ホワイトアルバムにうっすら漂っている倦怠感のようなもの、「I'm So Tired」の気分を拡大して敷き詰め、もう救いようがないほどの倦怠感を醸し出しているのが『Let It Be』で、そこが心地良かったりする。そういう意味で、フィルスペクターの仕事に拍手を送りたい。よく「The Long And Winding Road」にこってりオーバーダブしたことについて批判されたりしているけど、僕にとってはその曲自体がどうでもいいので問題なし。「Dig It」の使い方や次のタイトル曲へのつなぎも秀逸だし、大仰なタイトル曲をA面のラストから2曲目という半端な場所に収めているセンスも好きだ。幻のアルバム『Get Back』を聴くならこんな音質じゃイヤだけど、『Let It Be』はこれでいい。

その思いをさらに強くしたのが3年前に『Let It Be... Naked』(なんてえセンスのないタイトルだ)が出たときだ。あまりの音の良さに腰を抜かしたわけだが、それよりも何よりも意外なほどに演奏がハツラツとしているじゃありませんか。特に「I've Got A Feeling」なんか聴くと倦怠感どころかノリノリ絶好調ですよ。

中でも唖然としたのは「Two Of Us」だ。同じ曲がミックス/音質にここまで左右されるものなのか。しかも同じテイクなのだ。もちろん、私だって宅録者のハシクレとしてミックスや音作りの重要性は認識しているつもりだが、ここまでとは思わなかった。「Two Of Us」が爽やかなのだ。あの、この世の倦怠感をすべて背負っていたはずの「Two Of Us」が。慌ててオリジナルのほうを聴く。もの凄い倦怠感。ホっとする。こうなってくるとスライ『暴動』のリマスターとかが出るのも考えものだ。ハツラツファンクの『暴動』など聴きたくない。
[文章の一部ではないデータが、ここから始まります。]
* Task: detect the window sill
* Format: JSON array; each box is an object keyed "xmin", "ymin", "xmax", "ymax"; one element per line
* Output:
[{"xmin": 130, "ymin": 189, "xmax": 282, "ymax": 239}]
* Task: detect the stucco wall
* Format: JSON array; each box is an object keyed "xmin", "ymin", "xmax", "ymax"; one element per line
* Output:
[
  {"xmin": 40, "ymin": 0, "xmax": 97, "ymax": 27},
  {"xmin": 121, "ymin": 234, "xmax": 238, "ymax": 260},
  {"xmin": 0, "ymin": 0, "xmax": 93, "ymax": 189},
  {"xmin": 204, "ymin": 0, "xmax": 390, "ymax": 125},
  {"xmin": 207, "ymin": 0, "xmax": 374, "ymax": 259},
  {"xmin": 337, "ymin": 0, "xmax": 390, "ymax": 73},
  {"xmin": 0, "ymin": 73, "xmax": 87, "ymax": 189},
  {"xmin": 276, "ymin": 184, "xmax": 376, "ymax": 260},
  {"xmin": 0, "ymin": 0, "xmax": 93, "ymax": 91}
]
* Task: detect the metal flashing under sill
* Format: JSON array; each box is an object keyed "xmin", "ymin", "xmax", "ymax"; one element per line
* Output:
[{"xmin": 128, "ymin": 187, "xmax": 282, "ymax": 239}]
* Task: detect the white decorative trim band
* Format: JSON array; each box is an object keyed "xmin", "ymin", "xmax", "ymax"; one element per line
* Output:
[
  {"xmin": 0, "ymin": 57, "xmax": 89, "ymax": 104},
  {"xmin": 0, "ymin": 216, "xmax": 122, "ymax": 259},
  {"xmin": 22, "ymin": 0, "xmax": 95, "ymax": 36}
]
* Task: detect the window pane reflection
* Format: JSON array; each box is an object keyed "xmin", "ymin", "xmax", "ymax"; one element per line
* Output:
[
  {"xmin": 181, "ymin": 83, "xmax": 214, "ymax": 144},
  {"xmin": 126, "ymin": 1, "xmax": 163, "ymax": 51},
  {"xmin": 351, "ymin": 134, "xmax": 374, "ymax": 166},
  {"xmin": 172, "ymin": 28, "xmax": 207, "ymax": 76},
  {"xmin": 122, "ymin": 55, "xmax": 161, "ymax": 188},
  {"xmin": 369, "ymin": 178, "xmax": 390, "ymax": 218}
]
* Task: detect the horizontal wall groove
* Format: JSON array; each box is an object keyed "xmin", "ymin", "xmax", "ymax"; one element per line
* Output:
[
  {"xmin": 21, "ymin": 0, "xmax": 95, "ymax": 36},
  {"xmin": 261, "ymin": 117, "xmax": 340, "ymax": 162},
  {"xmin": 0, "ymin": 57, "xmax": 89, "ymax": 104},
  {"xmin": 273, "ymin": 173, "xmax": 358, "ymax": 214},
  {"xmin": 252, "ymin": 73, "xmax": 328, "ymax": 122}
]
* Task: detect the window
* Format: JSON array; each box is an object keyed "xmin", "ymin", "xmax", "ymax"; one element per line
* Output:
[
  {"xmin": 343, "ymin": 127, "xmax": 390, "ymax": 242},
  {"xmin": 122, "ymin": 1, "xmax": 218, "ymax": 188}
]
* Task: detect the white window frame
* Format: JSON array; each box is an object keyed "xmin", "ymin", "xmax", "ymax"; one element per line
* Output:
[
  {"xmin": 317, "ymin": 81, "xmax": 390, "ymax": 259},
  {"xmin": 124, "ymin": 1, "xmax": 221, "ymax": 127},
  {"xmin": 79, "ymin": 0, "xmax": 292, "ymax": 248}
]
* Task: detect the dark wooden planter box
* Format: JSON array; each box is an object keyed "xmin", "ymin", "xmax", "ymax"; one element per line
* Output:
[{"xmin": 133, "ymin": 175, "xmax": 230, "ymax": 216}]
Two Of Us」は『Let It Be』の中で一番好きな曲だ。ジョンとポールのハモリも、ビートルズ全曲の中でこの曲のやつが一番いい。ルーフトップのライブ映像で、関係最悪のはずの2人が「Don't Let Me Down」の演奏中に微笑み合うシーンがあり、僕は不覚にもジーンとしてしまうのだが、「Two Of Us」は音からそれに近い感触を得られる。だからネイキッドバージョンは禁止ね。